Divulgação - La Misteriosa Mirada Del Flamenco

Houve ainda um Prêmio Paralelo de Molly & Cia. para o colombiano “Um Poeta”, de Simón Mesa Soto, da Colômbia, no qual um aspirante a Anacreonte reencontra a fé no verso. A coprodução luso-brasileira “O Riso e a Faca” rendeu uma láurea de interpretação para a atriz cabo-verdiana Cleo Diára.

 

Criado há uma década para celebrar a diversidade da não ficção que circula por Cannes, o troféu L’Oeil d’Or, a Palma da não ficção, foi entregue a “Imago”, do checheno Déni Oumar Pitsaev. O cineasta é o novo proprietário de um pequeno lote de terra em um vale isolado na Geórgia, na fronteira com a Chechênia, de onde foi exilado desde a infância. Ele chega ao local e planeja construir uma casa que contrasta fortemente com os costumes locais. É uma fantasia que reacende suas memórias e as de seu clã, que só sonha com uma coisa: casá-lo! Ao abrir o peito e confessar os abusos de seus parentes, o cineasta esgarçou fronteiras entre memórias afetivas e ditames políticos.

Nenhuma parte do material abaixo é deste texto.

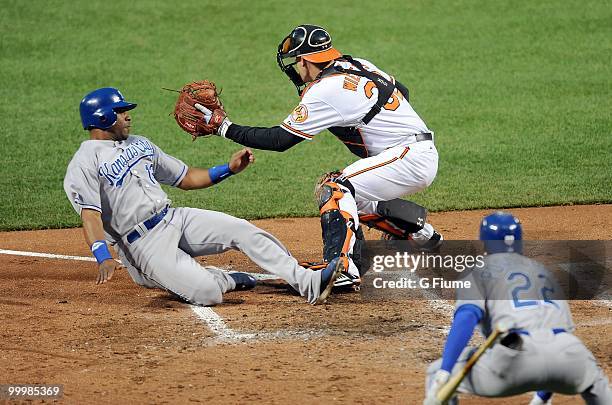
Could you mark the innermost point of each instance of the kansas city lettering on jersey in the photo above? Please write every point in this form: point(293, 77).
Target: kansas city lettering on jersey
point(115, 171)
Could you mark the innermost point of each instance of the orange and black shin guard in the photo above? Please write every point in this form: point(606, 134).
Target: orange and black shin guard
point(338, 227)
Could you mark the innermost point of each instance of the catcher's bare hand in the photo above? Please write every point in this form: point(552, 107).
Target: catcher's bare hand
point(241, 159)
point(106, 270)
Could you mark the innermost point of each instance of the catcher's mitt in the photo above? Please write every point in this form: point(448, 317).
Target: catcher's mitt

Uma das seleções paralelas mais disputadas de Cannes, a Quinzena de Cineastas concedeu um prêmio de júri popular a um filme do Iraque, que sai da Croisette com status de potencial concorrente ao Oscar: “The President’s Cake”, de Hasan Hadi. Ele recebeu ainda a Caméra d’Or, o troféu concedido a longas de estreia. O filme recria a década de 1990, quando Saddam Hussein (1937-2006) obrigava o povo de seu país a celebrar seu aniversário como se fosse uma festa cívica. Uma garotinha paupérrima é obrigada a fazer um bolo para seu professor, no festejo que sua escola fará para o líder iraquiano. Sem dinheiro para comprar ovo, fermento e farinha, ela sai pelas ruas atrás dos ingredientes, carregando seu galo de estimação em sua jornada.

Terminadas as funções de Cannes, o circuito mundial das grandes mostras segue via Suíça com o Festival de Locarno, agendado de 6 a 16 de agosto, com curadoria de Giona A. Nazzaro. O júri lá será presidido pelo cineasta cambojano Rithy Panh e o troféu honorário será confiado a Jackie Chan.